Ma première expérience de mise en scène remonte à plus de dix ans, alors que j'étais étudiant à l'université Paris 3. J'ai d'abord travaillé sur des textes d'auteurs contemporains: Michel Vinaver, Roland Schimmelpfennig, Oriza Hirata et Guillermo Pisani. Puis j'ai mis en scène une pièce plus ancienne, Le Canard sauvage d'Ibsen, et à partir de là, mon travail a un peu changé. J'ai commencé à mettre davantage en question mon rapport aux textes, et depuis, j'ai alterné des mises en scène de textes des auteurs qui me nourrissent, avec des créations de spectacles élaborés en répétitions avec les acteurs. Vinaver, Schimmelpfennig, et aussi Pasolini sont les auteurs dont j'ai monté des textes ou à partir desquels j'ai travaillé au plateau ces dernières années. Mon parcours est aussi fait de rencontres importantes, avec des personnes qui m'ont accueillies sur leurs projets comme notamment Bernard Grosjean qui dirige la compagnie de théâtre d'intervention Entrées de Jeu dans laquelle j'ai joué pendant de nombreuses années, Guillaume Lévêque que j'ai assisté à la mise en scène sur une pièce de Vinaver, ou l'équipe actuelle de la Colline où j'ai fait un long stage en 2010. Les rencontres avec les acteurs et collaborateurs comptent beaucoup, au contact de certains, j'ai progressé dans ma manière de travailler les textes, avec d'autres c'est sur les questions d'espace, de jeu que j'ai fait du chemin.
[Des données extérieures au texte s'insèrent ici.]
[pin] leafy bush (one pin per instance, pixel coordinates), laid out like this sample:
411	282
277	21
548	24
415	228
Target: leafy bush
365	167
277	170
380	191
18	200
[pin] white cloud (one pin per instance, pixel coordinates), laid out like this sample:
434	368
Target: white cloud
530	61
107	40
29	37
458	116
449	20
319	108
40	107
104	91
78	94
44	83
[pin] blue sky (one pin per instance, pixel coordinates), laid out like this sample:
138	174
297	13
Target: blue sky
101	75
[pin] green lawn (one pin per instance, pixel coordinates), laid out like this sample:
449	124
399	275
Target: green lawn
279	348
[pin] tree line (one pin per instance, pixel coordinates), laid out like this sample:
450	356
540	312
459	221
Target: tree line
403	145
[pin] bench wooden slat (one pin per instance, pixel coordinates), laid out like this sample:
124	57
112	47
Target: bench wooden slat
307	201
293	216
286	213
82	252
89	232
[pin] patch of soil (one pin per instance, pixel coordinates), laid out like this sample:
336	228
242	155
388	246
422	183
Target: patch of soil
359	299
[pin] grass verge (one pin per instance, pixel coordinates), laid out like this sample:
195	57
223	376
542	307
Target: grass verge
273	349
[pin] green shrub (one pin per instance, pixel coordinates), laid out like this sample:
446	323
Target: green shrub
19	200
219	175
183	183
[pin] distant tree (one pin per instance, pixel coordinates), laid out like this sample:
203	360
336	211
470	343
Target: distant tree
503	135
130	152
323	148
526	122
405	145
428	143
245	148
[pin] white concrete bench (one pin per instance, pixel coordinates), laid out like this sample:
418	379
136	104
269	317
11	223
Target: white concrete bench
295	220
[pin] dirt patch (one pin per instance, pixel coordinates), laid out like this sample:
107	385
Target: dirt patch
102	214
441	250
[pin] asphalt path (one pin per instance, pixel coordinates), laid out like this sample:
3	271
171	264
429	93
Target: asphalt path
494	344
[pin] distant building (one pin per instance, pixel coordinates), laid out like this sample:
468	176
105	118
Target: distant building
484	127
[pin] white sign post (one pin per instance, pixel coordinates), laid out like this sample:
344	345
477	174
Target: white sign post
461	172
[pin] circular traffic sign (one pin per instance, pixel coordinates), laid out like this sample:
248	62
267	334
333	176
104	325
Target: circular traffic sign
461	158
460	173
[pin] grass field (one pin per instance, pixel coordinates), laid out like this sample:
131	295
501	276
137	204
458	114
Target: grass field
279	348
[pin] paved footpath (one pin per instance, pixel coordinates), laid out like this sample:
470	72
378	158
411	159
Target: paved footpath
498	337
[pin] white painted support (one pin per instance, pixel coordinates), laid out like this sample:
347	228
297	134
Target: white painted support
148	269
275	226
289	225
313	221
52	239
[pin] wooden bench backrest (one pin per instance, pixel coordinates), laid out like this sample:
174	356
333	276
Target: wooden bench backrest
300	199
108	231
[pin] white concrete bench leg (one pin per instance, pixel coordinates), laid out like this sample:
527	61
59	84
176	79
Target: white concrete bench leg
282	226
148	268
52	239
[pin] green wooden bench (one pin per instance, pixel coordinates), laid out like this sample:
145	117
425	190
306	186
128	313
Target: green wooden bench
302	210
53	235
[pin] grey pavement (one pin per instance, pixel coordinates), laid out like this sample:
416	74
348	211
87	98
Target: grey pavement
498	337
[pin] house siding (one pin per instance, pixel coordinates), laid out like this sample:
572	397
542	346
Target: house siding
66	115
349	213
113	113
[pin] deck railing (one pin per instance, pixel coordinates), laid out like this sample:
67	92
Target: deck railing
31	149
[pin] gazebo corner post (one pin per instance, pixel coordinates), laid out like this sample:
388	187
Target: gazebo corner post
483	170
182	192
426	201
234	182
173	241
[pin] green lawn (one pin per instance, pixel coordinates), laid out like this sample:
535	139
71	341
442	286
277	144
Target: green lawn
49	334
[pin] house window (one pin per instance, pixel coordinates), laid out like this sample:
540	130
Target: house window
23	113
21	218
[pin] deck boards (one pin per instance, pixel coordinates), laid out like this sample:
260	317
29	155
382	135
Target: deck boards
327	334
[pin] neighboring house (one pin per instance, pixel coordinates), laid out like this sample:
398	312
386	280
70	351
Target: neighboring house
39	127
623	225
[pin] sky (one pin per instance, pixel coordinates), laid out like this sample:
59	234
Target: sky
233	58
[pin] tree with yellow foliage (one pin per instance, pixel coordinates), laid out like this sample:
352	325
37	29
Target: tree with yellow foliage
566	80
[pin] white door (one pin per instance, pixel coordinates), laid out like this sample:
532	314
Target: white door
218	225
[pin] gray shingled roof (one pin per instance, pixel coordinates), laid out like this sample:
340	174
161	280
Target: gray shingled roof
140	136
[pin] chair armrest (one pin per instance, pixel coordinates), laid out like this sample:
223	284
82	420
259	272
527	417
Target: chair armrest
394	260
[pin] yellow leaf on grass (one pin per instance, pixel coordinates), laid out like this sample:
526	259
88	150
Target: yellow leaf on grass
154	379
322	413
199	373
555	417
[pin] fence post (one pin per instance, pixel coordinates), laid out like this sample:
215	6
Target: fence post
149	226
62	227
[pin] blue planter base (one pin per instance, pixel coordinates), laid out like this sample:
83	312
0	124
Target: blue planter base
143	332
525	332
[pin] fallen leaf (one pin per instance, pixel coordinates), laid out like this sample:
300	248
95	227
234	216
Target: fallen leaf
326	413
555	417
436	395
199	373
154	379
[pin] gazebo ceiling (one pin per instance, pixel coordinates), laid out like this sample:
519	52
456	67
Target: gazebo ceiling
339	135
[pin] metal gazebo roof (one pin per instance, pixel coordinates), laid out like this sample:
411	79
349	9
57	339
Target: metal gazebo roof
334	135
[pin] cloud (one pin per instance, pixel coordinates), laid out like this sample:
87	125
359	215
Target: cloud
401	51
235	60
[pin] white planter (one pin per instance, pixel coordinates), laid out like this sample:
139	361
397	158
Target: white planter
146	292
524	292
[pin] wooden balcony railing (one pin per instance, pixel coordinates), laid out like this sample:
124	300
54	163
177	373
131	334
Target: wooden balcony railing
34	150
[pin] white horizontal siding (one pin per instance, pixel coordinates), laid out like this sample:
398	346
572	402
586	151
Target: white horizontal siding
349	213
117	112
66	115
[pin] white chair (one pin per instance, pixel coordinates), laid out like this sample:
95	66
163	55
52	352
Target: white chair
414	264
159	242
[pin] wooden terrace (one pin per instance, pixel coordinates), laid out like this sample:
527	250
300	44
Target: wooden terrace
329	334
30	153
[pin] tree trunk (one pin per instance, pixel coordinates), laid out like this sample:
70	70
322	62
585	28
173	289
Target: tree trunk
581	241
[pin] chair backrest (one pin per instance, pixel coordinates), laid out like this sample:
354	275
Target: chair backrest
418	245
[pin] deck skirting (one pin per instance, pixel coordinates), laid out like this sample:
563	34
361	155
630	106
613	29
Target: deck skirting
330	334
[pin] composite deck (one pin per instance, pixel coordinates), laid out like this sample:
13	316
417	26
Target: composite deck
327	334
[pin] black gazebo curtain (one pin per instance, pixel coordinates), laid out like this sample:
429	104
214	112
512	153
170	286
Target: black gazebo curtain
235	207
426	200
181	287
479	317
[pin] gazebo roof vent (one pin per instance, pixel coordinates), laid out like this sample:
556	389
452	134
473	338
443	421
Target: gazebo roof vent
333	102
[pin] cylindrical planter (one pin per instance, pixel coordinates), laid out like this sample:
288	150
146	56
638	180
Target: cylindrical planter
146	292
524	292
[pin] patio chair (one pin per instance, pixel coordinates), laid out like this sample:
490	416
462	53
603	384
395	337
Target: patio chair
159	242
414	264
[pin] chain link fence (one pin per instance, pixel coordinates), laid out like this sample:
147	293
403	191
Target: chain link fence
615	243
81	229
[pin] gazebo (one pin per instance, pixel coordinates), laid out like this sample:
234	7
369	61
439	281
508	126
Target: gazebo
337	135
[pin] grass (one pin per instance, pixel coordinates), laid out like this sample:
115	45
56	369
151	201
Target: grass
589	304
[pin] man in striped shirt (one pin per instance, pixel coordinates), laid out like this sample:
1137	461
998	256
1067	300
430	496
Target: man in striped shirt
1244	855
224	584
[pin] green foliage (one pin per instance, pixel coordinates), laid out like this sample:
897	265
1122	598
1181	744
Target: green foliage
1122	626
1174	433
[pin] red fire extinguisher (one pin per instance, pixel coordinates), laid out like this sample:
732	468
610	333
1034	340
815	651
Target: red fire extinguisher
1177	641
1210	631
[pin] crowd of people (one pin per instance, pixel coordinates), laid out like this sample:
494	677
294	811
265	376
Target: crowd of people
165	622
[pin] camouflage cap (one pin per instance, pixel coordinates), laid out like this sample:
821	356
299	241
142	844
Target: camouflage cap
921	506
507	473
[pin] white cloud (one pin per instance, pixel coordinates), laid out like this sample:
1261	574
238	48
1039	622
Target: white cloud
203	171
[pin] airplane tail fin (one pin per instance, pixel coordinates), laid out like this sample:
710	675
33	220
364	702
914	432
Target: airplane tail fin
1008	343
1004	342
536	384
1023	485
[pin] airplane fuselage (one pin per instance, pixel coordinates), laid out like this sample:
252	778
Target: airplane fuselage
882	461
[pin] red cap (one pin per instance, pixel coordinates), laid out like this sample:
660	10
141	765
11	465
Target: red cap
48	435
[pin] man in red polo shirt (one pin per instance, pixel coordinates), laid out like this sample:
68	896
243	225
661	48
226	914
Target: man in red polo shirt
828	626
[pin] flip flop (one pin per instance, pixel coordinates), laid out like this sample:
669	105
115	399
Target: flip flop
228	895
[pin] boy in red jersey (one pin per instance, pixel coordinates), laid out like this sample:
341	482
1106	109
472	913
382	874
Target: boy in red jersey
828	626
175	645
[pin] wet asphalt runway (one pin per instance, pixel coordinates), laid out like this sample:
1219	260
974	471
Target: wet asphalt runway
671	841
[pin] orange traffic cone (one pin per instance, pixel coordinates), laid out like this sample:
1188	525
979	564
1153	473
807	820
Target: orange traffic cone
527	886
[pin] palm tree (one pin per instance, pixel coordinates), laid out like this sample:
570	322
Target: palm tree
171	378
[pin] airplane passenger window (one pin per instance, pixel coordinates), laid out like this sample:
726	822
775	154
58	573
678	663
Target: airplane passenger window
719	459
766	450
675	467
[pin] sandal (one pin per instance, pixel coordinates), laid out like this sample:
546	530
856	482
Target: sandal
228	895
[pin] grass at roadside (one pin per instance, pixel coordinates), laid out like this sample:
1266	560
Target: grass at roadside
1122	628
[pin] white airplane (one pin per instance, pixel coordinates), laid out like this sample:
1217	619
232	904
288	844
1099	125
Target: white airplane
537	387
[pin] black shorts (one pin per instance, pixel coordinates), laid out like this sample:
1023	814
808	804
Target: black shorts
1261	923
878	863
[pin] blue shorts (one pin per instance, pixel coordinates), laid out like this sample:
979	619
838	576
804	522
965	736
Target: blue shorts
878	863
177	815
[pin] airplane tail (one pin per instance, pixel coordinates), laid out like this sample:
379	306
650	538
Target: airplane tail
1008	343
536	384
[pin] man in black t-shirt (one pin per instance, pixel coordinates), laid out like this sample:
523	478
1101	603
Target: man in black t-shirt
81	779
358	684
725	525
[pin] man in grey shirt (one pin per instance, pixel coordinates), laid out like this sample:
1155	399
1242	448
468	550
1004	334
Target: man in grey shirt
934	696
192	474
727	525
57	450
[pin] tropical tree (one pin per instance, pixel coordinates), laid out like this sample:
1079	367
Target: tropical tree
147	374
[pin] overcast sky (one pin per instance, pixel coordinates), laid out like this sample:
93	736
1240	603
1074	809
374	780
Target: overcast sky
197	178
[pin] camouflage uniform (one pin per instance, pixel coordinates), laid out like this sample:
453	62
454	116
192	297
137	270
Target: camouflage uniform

Je pense notamment à David Farjon, Guillermo Pisani, Arthur Igual, plus récemment à Charlotte Corman, Etienne Parc et Pierric Plathier avec qui je viens de faire un spectacle et à Fanny Descazeaux, qui co-anime avec moi la compagnie Théâtre Déplié depuis 2009, et qui se charge notamment de la production. Enfin, mon parcours et celui de la compagnie se font avec des théâtres qui accueillent le travail, la recherche, et les spectacles. Notre maison a longtemps été le Théâtre de Vanves, puis notre réseau s'est élargi et s'est constitué de plusieurs lieux indépendants, tous franciliens, attentifs aux projets fragiles et peu visibles : l'Atelier du plateau, l'Echangeur, Lilas en Scène, la Loge. Aujourd'hui, d'autres lieux en région parisienne nous accompagnent : le Studio Théâtre de Vitry, le Monfort et à ces lieux s'ajoutent désormais de grands théâtres de région, tels le Tandem Douai-Arras, la Comédie de Valence ou le Théâtre Dijon Bourgogne.  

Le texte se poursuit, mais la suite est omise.